Sardinia is known for its specific style of Romanesque architecture, which is  particularly evident in the island’s churches. Of which there are many scattered throughout the island, both in urban and rural settings. Built using local stone such as volcanic rock, the use of these materials with influences from different parts of mainland Italy and France is what in part gave the churches constructed in Sardinia their distinctive appearance.  In the south we see Provençal influences, while Lombard traditions are evident in the north of the island.

Fortresses, Castles & Palaces

Sardinia is home to an array of defensive structures and regal residences that chronicle this history. Some are now ruined – hinting at stories of the past, while others stand robust, preserving the glory of bygone eras. From strategically placed medieval castles to the opulent Palazzo Regio in Cagliari, these edifices are a testament to the island’s rich and historically diverse cultural heritage. A visit to these locations offers a way of understanding changing times during the Middle Ages through periods of dominion and resistance.

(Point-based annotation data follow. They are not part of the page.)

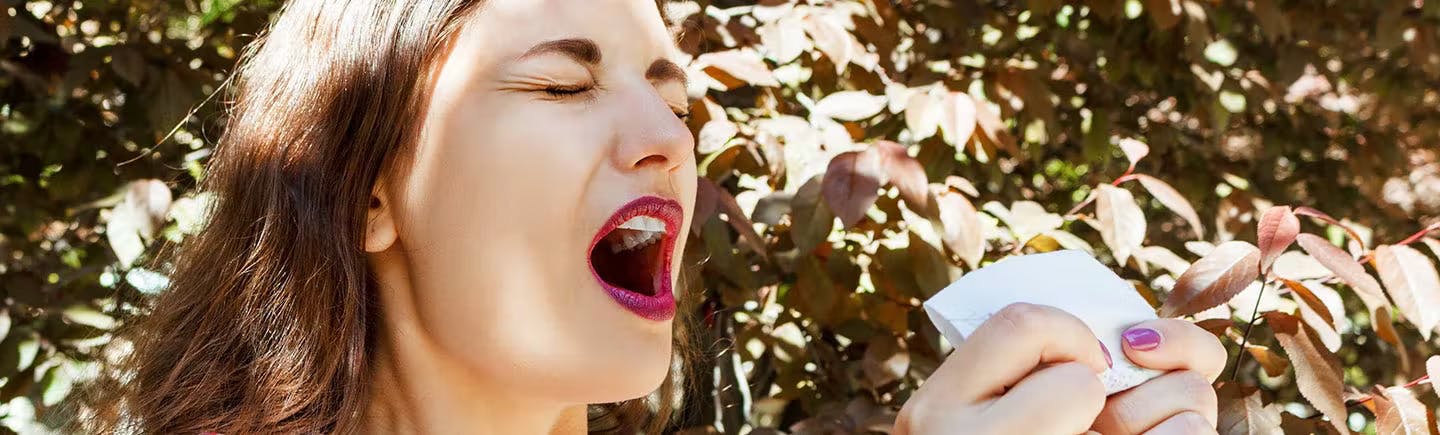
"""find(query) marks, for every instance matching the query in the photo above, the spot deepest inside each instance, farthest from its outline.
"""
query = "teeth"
(645, 223)
(628, 239)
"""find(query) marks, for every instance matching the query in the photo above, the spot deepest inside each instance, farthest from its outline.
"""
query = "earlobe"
(380, 231)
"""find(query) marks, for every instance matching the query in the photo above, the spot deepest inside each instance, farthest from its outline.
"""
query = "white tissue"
(1067, 280)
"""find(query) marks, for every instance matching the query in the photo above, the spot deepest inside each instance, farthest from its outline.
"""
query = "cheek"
(496, 232)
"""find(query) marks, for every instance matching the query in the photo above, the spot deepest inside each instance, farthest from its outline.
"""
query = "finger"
(1011, 344)
(1149, 404)
(1174, 344)
(1182, 424)
(1067, 395)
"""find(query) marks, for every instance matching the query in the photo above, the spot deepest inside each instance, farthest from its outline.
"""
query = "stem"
(1420, 234)
(1244, 340)
(1419, 380)
(1125, 177)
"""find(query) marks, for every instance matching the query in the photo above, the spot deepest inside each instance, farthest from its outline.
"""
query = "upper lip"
(664, 209)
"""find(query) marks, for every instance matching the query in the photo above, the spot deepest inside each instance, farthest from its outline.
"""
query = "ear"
(379, 232)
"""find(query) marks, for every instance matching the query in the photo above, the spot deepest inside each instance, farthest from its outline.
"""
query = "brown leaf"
(1326, 332)
(1216, 326)
(907, 175)
(714, 134)
(743, 65)
(958, 118)
(1316, 370)
(1174, 200)
(1214, 280)
(886, 360)
(1413, 284)
(1345, 268)
(991, 127)
(1398, 411)
(811, 219)
(1276, 231)
(1134, 150)
(1433, 370)
(1309, 298)
(738, 219)
(853, 185)
(962, 228)
(1242, 412)
(1122, 223)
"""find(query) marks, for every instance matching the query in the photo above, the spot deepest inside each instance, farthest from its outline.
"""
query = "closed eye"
(560, 91)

Industrial Heritage & Mining

Sardinia’s rich history of mining dates back thousands of years to the Stone Age, with the island boasting abundant mineral deposits such as lead, zinc, silver, and copper. The mining industry has played a pivotal role in shaping the island’s economy and culture, with mines and quarries becoming a defining feature of its landscape and identity since the pre-Roman era. The exploitation of Sardinia’s mineral wealth fueled industrial growth and provided vital resources for trade, but also posed significant social and environmental challenges. Today, the legacy of mining can still be seen across the island, with the Geomineral, Historical, and Environmental Park of Sardinia standing as the world’s first geomineral park to be recognized by UNESCO.

Museums & Art Galleries in Sardinia

From the Citadel of Museums in the Castello district of Cagliari, the island’s administrative capital, to small rural towns, Sardinia has an exceptional collection of museums. They cover everything from the earth’s early geological history to the archaeology of more recent times. From Sardinia’s internationally recognised  industrial heritage to the many ethnographic collections and contemporary art galleries. From purpose-built museums to converted palazzos and castles. If wiling away a few hours in a museum is what you like to do while, there is no shortage of fascinating venues in Sardinia. 

#MyArchaeologyTravelSardinia - Thomas Dowson
One of the culinary highlights from my first trip to Sardinia was discovering frègula, a type of pasta originally made here on the island for over a thousand years. Thought to have been introduced from north Africa, it is very similar to couscous. Although served in a number of different ways, a typical dish is ‘fregula di arselle’, fregula with clams. The best fregula I had was served with mixed seafood, at the Essenza Bistrot in Olbia.